Estimates that the iPhone will become a widely accepted device are evidence of a bias from those who expect Apple to succeed, Verizon chief Ivan Seidenberg tells the Financial Times in an interview. The executive behind the carrier rebuffs notions that iPhone 3G's up-front price cut to $200 will translate to much larger sales and claims Apple's currently small total marketshare as evidence. Apple is a newcomer that has to prove itself, according to the Verizon head, who also suggests that Verizon itself can be disruptive in a shift to mobile devices from computers.

"There goes the conspiracy again," Seidenberg says. "You're declaring them a winner before they've earned it on the field."

He further criticizes Apple co-founder Steve Jobs, saying the luminary doesn't have absolute control of innovation and that he "eventually will get old," giving virtually any company better chances once Jobs no longer exercises a level of creative control at his firm.
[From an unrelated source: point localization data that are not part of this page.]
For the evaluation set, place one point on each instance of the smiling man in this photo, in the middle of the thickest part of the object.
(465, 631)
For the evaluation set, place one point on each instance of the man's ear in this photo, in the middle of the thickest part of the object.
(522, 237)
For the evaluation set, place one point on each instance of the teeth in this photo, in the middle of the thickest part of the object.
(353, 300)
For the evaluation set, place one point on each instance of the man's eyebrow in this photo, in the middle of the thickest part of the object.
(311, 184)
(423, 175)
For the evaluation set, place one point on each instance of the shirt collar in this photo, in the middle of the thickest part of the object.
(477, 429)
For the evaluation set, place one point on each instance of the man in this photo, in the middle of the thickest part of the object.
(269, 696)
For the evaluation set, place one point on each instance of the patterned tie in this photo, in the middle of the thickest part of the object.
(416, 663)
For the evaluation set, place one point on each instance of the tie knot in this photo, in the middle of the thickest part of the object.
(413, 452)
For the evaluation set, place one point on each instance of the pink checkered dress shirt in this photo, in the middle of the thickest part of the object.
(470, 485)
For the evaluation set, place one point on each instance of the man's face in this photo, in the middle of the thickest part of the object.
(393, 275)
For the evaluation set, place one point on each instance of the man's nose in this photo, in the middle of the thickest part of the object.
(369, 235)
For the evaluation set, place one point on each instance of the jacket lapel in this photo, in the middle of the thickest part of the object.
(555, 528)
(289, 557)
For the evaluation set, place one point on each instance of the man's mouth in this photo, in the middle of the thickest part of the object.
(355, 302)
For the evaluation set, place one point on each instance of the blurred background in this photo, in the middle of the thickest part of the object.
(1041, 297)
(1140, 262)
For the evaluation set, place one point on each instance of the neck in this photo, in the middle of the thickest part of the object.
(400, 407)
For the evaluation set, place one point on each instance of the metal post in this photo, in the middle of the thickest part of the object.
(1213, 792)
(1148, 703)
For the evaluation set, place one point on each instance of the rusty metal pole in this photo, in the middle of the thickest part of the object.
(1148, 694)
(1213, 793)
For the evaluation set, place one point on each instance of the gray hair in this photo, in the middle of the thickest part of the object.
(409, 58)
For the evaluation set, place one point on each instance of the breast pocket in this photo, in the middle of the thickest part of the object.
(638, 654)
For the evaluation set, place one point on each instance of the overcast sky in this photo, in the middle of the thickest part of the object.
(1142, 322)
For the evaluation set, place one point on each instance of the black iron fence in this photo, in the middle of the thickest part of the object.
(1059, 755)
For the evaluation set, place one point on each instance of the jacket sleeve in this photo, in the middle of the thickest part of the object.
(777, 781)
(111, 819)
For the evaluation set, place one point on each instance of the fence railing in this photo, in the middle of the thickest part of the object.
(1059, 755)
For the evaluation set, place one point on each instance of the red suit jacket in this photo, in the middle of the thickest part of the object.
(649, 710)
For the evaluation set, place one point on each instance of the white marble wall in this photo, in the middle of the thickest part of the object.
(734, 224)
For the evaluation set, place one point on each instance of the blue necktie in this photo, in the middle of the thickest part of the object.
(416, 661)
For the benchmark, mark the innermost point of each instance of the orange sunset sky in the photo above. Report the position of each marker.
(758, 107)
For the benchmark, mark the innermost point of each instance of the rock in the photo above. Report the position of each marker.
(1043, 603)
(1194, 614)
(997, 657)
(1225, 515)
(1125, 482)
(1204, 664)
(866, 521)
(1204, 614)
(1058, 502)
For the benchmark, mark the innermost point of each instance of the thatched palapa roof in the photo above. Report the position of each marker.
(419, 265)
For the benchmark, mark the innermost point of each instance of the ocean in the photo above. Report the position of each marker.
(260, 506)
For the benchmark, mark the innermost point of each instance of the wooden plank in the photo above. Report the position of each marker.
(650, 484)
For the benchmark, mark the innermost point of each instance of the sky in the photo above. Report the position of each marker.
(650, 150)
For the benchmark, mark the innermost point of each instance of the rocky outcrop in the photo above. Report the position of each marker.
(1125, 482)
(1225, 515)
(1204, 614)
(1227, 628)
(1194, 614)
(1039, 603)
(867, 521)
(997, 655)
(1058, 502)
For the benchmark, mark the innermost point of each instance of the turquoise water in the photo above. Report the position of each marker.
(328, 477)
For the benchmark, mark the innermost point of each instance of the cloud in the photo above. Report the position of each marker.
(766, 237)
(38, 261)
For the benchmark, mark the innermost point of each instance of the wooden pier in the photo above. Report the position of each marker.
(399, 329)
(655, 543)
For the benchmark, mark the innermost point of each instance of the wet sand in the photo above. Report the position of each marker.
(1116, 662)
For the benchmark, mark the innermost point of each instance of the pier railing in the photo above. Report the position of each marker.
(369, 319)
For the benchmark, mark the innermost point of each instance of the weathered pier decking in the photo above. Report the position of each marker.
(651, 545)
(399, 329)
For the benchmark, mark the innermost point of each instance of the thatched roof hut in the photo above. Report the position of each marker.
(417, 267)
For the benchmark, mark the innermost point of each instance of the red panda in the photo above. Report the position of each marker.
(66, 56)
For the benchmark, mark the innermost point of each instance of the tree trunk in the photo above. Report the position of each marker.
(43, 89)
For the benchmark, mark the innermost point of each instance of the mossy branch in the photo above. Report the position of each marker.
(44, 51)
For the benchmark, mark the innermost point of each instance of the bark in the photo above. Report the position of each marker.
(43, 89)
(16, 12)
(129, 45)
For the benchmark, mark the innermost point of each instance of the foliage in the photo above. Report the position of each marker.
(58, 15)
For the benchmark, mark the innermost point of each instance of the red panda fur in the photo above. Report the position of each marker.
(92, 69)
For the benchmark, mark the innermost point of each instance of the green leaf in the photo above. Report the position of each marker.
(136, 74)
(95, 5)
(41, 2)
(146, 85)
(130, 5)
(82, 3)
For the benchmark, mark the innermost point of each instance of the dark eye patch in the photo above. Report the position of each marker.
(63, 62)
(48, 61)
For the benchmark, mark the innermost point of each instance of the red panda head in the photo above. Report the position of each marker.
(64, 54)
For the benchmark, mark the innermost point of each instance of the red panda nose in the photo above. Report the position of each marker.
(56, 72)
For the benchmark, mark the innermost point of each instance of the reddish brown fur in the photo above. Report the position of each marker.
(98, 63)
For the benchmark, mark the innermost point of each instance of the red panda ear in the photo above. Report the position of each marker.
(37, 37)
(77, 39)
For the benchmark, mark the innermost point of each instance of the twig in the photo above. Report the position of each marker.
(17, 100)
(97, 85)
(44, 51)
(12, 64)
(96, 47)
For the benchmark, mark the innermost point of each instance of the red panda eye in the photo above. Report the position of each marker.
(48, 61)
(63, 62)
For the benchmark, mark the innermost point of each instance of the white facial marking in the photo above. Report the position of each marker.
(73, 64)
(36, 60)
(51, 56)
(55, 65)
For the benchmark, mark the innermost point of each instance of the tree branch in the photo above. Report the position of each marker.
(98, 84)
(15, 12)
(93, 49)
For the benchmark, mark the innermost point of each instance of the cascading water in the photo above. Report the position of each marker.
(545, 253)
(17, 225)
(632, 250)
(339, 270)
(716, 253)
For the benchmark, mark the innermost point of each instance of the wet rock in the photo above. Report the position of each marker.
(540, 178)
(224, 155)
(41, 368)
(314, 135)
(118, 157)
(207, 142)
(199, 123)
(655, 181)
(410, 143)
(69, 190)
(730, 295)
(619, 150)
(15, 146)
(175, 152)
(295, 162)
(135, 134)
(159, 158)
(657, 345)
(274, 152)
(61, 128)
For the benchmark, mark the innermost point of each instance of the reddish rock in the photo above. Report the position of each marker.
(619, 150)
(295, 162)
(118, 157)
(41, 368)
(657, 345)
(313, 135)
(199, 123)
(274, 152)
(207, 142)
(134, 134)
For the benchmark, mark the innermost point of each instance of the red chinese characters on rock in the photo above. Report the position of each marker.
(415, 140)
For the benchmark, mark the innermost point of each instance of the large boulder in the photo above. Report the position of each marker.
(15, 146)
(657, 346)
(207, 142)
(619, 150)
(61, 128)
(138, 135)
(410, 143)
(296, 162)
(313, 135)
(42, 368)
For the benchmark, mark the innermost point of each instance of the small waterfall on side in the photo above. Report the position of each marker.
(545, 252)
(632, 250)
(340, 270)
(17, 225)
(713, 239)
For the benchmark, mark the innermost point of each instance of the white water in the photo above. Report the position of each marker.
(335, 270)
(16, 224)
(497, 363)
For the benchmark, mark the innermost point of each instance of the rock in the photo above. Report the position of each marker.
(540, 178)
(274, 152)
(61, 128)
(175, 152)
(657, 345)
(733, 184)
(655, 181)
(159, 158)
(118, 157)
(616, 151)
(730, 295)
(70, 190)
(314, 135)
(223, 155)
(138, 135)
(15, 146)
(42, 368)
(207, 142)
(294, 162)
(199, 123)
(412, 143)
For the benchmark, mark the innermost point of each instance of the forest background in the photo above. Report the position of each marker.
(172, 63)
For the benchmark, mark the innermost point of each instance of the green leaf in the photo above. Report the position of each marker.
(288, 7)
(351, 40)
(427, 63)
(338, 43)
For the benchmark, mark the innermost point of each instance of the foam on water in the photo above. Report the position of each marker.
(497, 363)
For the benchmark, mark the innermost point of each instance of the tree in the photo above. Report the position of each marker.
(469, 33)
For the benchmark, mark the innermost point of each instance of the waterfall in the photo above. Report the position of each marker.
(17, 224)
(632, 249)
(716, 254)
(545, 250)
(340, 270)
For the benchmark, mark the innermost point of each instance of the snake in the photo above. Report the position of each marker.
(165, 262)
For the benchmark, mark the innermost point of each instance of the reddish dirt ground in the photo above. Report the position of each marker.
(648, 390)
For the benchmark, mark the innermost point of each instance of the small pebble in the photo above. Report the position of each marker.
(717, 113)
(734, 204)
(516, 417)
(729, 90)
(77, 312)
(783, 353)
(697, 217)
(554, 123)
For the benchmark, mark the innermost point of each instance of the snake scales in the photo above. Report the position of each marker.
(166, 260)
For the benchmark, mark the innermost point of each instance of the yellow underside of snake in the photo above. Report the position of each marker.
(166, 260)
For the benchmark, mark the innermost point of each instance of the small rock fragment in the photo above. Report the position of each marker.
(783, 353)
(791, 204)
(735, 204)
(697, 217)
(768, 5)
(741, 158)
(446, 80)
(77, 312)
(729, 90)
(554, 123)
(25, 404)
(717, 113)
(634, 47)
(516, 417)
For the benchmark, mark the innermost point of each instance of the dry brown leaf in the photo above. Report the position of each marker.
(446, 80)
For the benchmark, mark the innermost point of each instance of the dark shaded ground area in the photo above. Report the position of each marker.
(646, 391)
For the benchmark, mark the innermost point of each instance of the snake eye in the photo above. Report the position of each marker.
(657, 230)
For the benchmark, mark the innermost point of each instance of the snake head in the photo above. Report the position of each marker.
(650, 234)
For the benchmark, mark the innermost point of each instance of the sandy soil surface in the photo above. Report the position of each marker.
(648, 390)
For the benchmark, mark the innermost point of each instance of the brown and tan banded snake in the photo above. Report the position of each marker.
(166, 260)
Seidenberg nonetheless says that Apple is a "great company" outside of its current presence in the phone industry.

While claiming to be unconcerned, critics have charged Verizon with waging a primarily defensive campaign against the iPhone after turning down an opportunity to carry the device in the US. The company has carried multiple touchscreen-focused phones in the months after the iPhone's original launch, including the LG Voyager and Samsung Glyde, and is commonly thought to have withheld its pricing for the just-shipped LG Dare handset until it could confirm iPhone 3G pricing and adjust if necessary.

The carrier is planning more aggressive moves to upset the iPhone and incumbent carrier AT&T in the future with a planned buyout of Alltel that gives it more subscribers as well as the impending release of the BlackBerry Thunder, Research in Motion's first touchscreen device.